Je suis en train de trier un monceau de notes de lecture éparses, crayonnées, non rédigées et non datées, parfois tellement fébriles qu'il m'est très difficile de rendre à César. Ainsi des quelques phrases que je recopie ici (avec moult guillemets). Je viens de les découvrir, manuscrites par mon propre corps, indubitablement, mais avec l'impression évidente que ça ne peut pas être de moi, c'est impossible, parce que si je vivais assez intensément, avec assez de recul pour pouvoir écrire et surtout penser ainsi, je ne serais pas cette…, je ne ferais pas ces…, je ne craindrais pas tant la… je ne déplorerais pas les… D'ailleurs plus j'y pense, plus je me dis que c'est évidemment du Deleuze…     

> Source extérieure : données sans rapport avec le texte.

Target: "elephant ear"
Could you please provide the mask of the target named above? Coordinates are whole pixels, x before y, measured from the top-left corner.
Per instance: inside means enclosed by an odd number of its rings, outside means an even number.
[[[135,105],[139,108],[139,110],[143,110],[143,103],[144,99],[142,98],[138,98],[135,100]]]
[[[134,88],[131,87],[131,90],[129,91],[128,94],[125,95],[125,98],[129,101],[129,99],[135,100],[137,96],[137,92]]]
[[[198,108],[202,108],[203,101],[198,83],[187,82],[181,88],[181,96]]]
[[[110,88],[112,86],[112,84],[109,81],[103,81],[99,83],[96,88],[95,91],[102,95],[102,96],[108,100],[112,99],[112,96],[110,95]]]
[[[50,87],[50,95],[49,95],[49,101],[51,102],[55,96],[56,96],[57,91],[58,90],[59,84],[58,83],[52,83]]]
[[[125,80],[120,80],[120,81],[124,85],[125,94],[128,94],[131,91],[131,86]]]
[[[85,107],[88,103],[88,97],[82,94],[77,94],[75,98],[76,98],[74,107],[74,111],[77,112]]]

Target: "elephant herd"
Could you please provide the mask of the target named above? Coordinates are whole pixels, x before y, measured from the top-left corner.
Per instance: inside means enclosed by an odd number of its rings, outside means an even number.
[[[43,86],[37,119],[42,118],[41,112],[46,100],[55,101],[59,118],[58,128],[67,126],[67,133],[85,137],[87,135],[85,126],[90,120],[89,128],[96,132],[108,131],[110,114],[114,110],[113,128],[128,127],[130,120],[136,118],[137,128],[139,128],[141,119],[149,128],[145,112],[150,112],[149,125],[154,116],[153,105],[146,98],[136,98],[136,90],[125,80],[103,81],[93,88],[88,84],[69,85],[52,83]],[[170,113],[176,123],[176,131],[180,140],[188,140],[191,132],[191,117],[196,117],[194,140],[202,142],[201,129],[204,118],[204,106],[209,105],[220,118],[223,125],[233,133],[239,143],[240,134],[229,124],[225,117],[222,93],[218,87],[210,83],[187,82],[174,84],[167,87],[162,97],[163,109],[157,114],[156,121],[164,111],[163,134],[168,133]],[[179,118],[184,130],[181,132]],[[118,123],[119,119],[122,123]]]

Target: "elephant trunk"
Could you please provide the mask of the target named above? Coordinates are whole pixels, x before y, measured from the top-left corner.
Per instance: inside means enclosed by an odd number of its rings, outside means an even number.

"Nous vivons entre deux dangers : l’éternel gémissement de notre corps, qui trouve toujours un corps acéré qui le coupe, un corps trop gros qui le pénètre et l’étouffe, un corps indigeste qui l’empoisonne, un meuble qui le cogne, un microbe qui lui fait un bouton ; mais aussi l’histrionisme de ceux qui miment un événement pur et le transforment en fantasme, et qui chantent l’angoisse, la finitude et la castration. Il faut arriver à « dresser parmi les hommes et les œuvres leur être d’avant l’amertume ». Entre les cris de la douleur physique et les chants de la souffrance métaphysique, comment tracer son mince chemin stoïcien, qui consiste à être digne de ce qui arrive, à dégager quelque chose de gai et d’amoureux dans ce qui arrive, une lueur, une rencontre, un événement, une vitesse, un devenir ? « A mon goût de la mort, qui était faillite de la volonté, je substituerai une envie de mourir qui soit l’apothéose de la volonté. » A mon envie abjecte d’être aimé, je substituerai une puissance d’aimer : non pas une volonté absurde d’aimer n’importe qui n’importe quoi, non pas s’identifier à l’univers, mais dégager le pur événement qui m’unit à ceux que j’aime, et qui ne m’attendent pas plus que je ne les attends, puisque seul l’événement nous attend."